PDA

View Full Version : Hard Start



gijimbo1313
11-12-2008, 08:59 PM
I am sure the answer will be TPS reset. Had my pipe gutted, left the exhaust valve it. Sounds great, little loss of power in low end but I can live with that. Seems to "miss/sputter" intermittently at low RPMs. Then, a few days ago, would take a few attempts before bike would start. Once started, idled fine. Still has the intermittent "miss/sputter". Still has stock ECU, was told that as long as I did not modify airbox, stock ECU can compensate and not run lean.

FIDOSOL
11-12-2008, 09:13 PM
Run 10-20 minutes at around 3500RPM to relearn the ECM. It might fix it...

GatorBuell
11-12-2008, 09:39 PM
Have you done the Breather rerout.

gijimbo1313
11-13-2008, 10:10 AM
I have not done the breather mod. Also, seems to be worse when it is cold, more so than before the mod. I don't ride the bike hard and was told the race ecm only changes the fuel mapping for higher rpms.

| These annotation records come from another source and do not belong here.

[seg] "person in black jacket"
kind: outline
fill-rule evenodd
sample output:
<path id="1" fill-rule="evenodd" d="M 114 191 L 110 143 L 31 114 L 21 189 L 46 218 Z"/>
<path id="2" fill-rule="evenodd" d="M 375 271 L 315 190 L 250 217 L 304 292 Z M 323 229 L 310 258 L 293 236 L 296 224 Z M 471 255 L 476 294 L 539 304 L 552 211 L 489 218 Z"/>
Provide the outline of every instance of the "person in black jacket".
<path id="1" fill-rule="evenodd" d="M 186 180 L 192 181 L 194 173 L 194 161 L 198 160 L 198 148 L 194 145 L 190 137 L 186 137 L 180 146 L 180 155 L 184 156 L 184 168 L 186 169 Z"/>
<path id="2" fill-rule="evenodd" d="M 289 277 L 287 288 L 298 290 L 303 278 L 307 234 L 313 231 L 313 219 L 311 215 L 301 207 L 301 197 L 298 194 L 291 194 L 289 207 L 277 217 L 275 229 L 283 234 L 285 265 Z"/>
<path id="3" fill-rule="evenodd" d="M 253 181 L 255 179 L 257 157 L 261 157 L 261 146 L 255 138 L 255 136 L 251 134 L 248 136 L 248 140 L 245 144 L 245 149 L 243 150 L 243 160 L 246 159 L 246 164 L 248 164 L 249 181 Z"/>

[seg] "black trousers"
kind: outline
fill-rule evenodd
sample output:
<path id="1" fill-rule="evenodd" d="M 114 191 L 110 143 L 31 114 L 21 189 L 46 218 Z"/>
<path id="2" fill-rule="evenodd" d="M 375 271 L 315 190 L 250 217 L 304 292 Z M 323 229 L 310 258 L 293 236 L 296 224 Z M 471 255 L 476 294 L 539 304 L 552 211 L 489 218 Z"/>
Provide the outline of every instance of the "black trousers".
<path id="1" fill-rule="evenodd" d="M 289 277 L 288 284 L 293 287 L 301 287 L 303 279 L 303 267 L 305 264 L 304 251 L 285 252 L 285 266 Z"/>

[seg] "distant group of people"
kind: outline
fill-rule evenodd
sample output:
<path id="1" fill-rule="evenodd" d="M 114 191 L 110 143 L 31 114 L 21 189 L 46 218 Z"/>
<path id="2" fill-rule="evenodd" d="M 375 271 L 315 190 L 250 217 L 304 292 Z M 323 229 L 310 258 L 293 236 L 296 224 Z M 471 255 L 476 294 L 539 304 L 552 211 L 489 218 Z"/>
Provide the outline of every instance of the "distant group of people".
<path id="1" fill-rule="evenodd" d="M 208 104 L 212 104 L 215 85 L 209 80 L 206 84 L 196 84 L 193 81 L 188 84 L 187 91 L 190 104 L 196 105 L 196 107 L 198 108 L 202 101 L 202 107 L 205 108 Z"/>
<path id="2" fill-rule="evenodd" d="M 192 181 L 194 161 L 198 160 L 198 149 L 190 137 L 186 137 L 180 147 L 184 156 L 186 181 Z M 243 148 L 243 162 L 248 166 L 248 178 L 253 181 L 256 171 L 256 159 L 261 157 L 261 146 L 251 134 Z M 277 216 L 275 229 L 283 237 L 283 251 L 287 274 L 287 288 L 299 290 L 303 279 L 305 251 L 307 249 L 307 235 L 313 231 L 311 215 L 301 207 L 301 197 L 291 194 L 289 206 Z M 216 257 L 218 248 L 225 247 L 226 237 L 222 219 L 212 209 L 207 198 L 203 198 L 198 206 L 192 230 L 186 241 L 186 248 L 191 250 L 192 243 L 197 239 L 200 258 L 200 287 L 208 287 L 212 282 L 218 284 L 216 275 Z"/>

For the relearn, are the 3500 rpms in neutral or on the road and do you have to start over if the rpms drop below 3500?

GatorBuell
11-13-2008, 10:50 PM
The breather mod will help a lot. The ECM running in closed loop will not help a lean problem it just adjusts to the conditions your in ie. Humidity or lack of, altitude . If its lean the only way to change that is a Race ECM, a EFI controller like Dobeck or Remus power commander or use mapping software like ECMspy or your dealer can change your fuel maps. Vtwins have a hard time starting in the cold so thats not uncommon, if its real bad make sure you use the motor oil recommended for your starting temps.

For cold weather starts

H-D Multi-grade
SAE 10W40
HD 360
Below 40° F (4° C)
Excellent

H-D Multi-grade
SAE 20W50
HD 360
Above 40° F (4° C)
Good

H-D Regular Heavy
SAE 50
HD 360
Above 60° F (16° C)
Poor

H-D Extra Heavy
SAE 60
HD 360
Above 80° F (27° C)
Poor

gijimbo1313
11-14-2008, 12:35 AM
Were in Florida, so it really does not get that cold. Want to stay away from the race ecm as I believe that will really only help at higher rpms. I have heard good things about TFI Techlussion and Remus so may go that route. I am afraid that if I try ECM spy, I would mess it up. What does the TPS reset actually accomplish? I am curious as to how changing a pipe or adding a module could change that.

GatorBuell
11-14-2008, 12:51 PM
Im in Florida too, Central Florida. The TPS reset only readjusts the position of the throttle in relation to the rpm so the ECM knows how much fuel it needs to be putting into each cylinder as you twist. When you change a pipe or a high flow filter your adding more air to the equation changing your idle rpms. Your idle rpm and throttle position is your base from where your ECM makes all its calculations, if thats off everything after that will be off also. Your basically just synchronizing your throttle, idle and ecm so there all on the same page.

LeFox
11-14-2008, 02:04 PM
I am sure the answer will be TPS reset. Had my pipe gutted, left the exhaust valve it. Sounds great, little loss of power in low end but I can live with that. Seems to "miss/sputter" intermittently at low RPMs. Then, a few days ago, would take a few attempts before bike would start. Once started, idled fine. Still has the intermittent "miss/sputter". Still has stock ECU, was told that as long as I did not modify airbox, stock ECU can compensate and not run lean.
- you need a reset before your ecm can compensate, unless you have an '08 en up.
- your ecm will still run lean, since it runs lean from factory, it will only get worse with a gutted pipe.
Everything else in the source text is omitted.